Aan is short for ‘Amor Ad Nauseam’. As well as the band name, there’s a dizzying sense to the Portland outfit’s new album, Losing My Shadow. The natural capacity for logic feels pushed to the limit across these nine tracks. We can break down meanings but meanings don’t mean anything when an emotive truth is key – and that’s what appears to interest songwriter Bud Wilson more than anything. What’s the point in understanding something if we can’t feel it?
Opening track ‘Cause and Effect’ lays open the paradox of everything that will follow. Conditions over here give rise to conditions over there. We can’t have one thing without another. The things we love cast shadows onto the things that we don’t love. The ironic aspiration of Losing My Shadow is pegged out here. The pursuit feels important, perhaps more important than the capturing of anything.
There’s a sense of a more personal expression in these sequence. Apparently Wilson locked himself away in studio with producer Cameron Spies. The results are songs that are singularly focused on the essence of subject and expression. Moments like ‘Hurts to be Alone’ – which is served on a strange bed of distant-detuned-radio chatter – offers a portrait of the process. “It’s December, man I feel like I’m fading out. it’s not the way I want to be. It’s just the way that I’m feeling. I don’t want to be alone. It hurts to be alone.”
Previous Aan releases helped to develop the tone that we hear here, but it’s on Losing My Shadow that Wilson appears to refined the voice, or at least found a new depth of courage to commit entirely to the oddness of his own vision.

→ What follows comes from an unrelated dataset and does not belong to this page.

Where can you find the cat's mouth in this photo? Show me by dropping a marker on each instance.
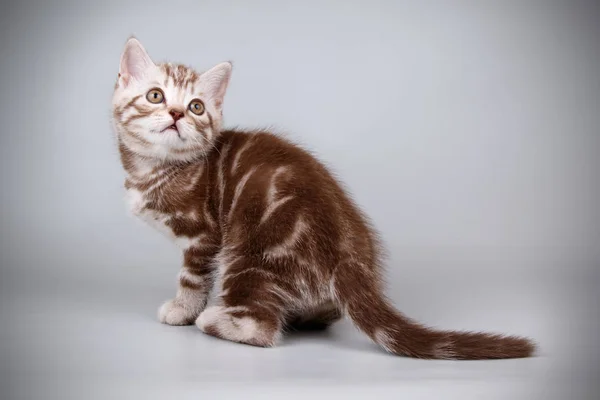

There’s an absurdism that’s celebrated here. The desire to drop an ego is a desire informed entirely by ego. Angular guitars pull from all directions on the title track as Wilson sings, “I challenge myself to make a change.” and the sense of direction is uncertain, but the desire to travel is felt, and it’s utterly convincing.

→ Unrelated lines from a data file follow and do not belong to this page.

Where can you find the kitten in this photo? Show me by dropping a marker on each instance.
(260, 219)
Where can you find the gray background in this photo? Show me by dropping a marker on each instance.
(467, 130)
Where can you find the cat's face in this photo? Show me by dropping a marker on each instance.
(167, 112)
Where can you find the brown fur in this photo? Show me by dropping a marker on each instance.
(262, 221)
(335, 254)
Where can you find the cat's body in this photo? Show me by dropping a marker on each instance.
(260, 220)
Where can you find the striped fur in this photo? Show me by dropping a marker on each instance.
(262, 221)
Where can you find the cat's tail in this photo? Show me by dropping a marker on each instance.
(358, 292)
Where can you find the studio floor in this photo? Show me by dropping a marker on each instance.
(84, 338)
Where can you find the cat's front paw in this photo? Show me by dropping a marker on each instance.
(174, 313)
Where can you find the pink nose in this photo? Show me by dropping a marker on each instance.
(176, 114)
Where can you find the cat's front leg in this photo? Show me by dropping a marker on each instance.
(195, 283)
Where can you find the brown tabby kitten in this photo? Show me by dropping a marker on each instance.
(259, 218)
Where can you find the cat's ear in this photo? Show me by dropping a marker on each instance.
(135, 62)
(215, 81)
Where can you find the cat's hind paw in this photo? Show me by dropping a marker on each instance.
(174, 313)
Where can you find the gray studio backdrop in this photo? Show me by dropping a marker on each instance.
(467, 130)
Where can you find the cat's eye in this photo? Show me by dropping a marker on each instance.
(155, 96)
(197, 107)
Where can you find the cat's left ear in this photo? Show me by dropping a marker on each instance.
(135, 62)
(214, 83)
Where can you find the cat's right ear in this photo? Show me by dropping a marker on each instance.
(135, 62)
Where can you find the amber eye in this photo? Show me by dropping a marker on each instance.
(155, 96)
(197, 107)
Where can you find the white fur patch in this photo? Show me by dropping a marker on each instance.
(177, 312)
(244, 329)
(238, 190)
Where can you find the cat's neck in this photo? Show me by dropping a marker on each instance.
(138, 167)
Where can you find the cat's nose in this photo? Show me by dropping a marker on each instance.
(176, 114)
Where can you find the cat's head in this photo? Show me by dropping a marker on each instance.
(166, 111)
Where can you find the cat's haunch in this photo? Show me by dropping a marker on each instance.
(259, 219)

For all the oddness, and abstracted sounds that echo through this album there’s a very personable appeal. Who hasn’t felt this way; craving simplicity, celebrating the naive; scared to assert the inner voice. “Sunlight slips through my fingers, Your love never lingers long enough for me to say what I feel. Your passion is never-lasting, Seems like we always fucking fight till you runaway.” Wilson is singing to another, but he may as well be singing to himself. How we let ourselves and each other down when trapped in the commodification of these affections. It’s great stuff.